Des dizaines de milliers de Russes ont célébré cette
nuit la fête de la Théophanie en plongeant trois fois dans l’eau
glaciale. Appellée en russe Krechtchénié, c'est l’une des 12 grandes
fêtes réligieuses du calendrier orthodoxe, pendant laquelle des trouées
en forme de croix, apellées yordan sont faites dans la glace. On en
compte une quarantaine dans la seule ville de Moscou.
Il y avait exceptionnellement une foule compacte à 10 heures du soir en
plein centre de Moscou. Ici on installe traditionnellement à la
Théophanie deux grosses flasques remplies d’eau. Pendant que le prête
bénit ces fonts baptismaux improvisés, l’eau commence à geler mais cela
ne gêne nullement ceux qui souhaite faire trois plongées rituelles.
Pavel de Transnistrie s’est retrouvé ces jours-ci dans la capitale au
gré d’un hasard mais il ne veut pas rater ce rituel devenu traditionnel
pour lui. «
Cela fait depuis 7 ans que je prends le bain à la Théophanie », - raconte le jeune homme.
«
Je ne suis pas un amateur de
bains glacés en plein air mais je crois en revanche en Dieu. J’ai fait
ma première plongée dans l’Ob en Sibérie en suivant l’exemple de mes
camarades, puis c’est devenu une tradition. Chaque fois je me sens
renaître et je ne crains pas de tomber malade parce que ma foi me
protège ».
Ceux qui souhaitent prendre le bain dans l’eau glacée forment une
longue file d’attente. On repère tout de suite les néophytes qui sont
assez nombreux. «
J’ai
appris il y seulement une heure qu’on peut plonger dans l’eau bénite en
plein centre de Moscou et me voilà ici. C’est le premier bain de la vie », avoue Tatiana Gavrilova.
«
La peur me tiraille légèrement
mais j’espère que tout se passera bien. Je ne me suis pas préparée
exprès à cette cérémonie et je n’ai rien lu mais je sais que ces bains
font du bien corporellement et surtout spirituellement ».
«
Il y a aussi des étrangers dans
la foule qui se bornent à regarder. Je suis très intéressées de voir
comment se passe cette fête et comment les gens n’ont pas peur de
plonger dans l’eau glacée », sourit Emma qui vient d’Istanbul.
« J
’habite Moscou depuis deux ans
mais c’est la première fois que j’assiste à ce spectacle peu commun.

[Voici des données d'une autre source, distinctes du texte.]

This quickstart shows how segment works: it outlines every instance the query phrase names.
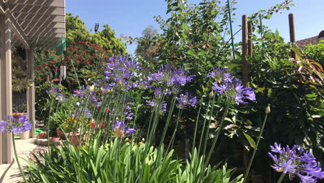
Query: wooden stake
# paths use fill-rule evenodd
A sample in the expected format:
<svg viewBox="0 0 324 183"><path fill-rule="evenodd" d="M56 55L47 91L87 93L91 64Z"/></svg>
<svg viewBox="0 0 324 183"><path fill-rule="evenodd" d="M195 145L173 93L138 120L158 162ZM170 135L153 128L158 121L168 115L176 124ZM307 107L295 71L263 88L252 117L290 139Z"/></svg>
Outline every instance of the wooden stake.
<svg viewBox="0 0 324 183"><path fill-rule="evenodd" d="M295 22L294 20L294 14L289 13L289 34L290 34L290 42L291 43L296 42L295 37ZM296 59L296 53L294 51L291 51L291 58Z"/></svg>
<svg viewBox="0 0 324 183"><path fill-rule="evenodd" d="M253 26L251 23L248 25L248 55L252 57L253 52L253 42L252 42L252 33Z"/></svg>
<svg viewBox="0 0 324 183"><path fill-rule="evenodd" d="M248 44L248 26L247 15L243 15L242 17L242 74L243 76L242 82L244 86L246 86L249 78L246 53Z"/></svg>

J’ai entendu dire qu’en Russie les gens plongeaient en hiver dans l’eau
glacée et ne l’ai pas encore vu. C’est très intéressant mais moi je ne
m’y déciderais jamais.»
«
Il y a une permanence médicale
devant chaque trou de glace et les médecins se tiennent prêts à venir
en aide en cas de besoin. Ils ne sont pas très sollicités parce que
même en l’absence de préparation physique nécessaire les gens ont un
bon moral. C’est une sensation absolument inédite », avoue le moscovite Alexis dont c’est la première plongée à la Théophanie.
«
Je me sens merveilleusement bien.
Il faisait en réalité chaud dans l’eau. Tous ceux qui ont plongé avant
moi disaient qu’ils pourraient refaire l’expérience. J’ai l’impression
d’avoir lavé tous les péchés si bien que je vais désormais prendre ce
bain tous les ans. C’est mon rêve qui s’est finalement réalisé ».
«
La fête de la Théophanie est une
des plus anciennes fêtes religieuses. Elle est célébrée en à l’honneur
du baptême du Christ dans le Jourdain par Jean-Baptiste. La cérémonie
de bénédiction de l’eau a traditionnellement lieu dans toutes les
églises russes. Elle symbolise la naissance, la vie, les passions, la
mort et la résurrection de Jésus Christ qui nous a ouvert la porte du
royaume des cieux », a fait ressortir le patriarche Cyrille.
«
La grâce divine entre en contact
avec l’eau et transforme sa nature physique. L’eau conserve sa formule
chimique et toutes ses propriétés mais de remplit de grâce divine et
acquiert un pouvoir miraculeux. C’est ce pouvoir qui permet aux hommes
de surmonter les maladies, les passions et les souffrances pour
transformer le monde ».
On pense généralement qu’on doit asperger à la Théophanie avec l'eau
bénite les maisons, les appartements et les bureaux. On la boit en
petites quantités tout au long de l’année le matin ou le soir avant
d’aller se coucher. Elle conserve, dit-on, ses propriétés miraculeuses
jusqu’à la fête suivante. Mais, rappellent les prêtres, c’est la prière
qui donne tout son sens à la fête, parce que c’est en réponse à nos
prières que Dieu confère à l’eau le pouvoir de soigner les maladies.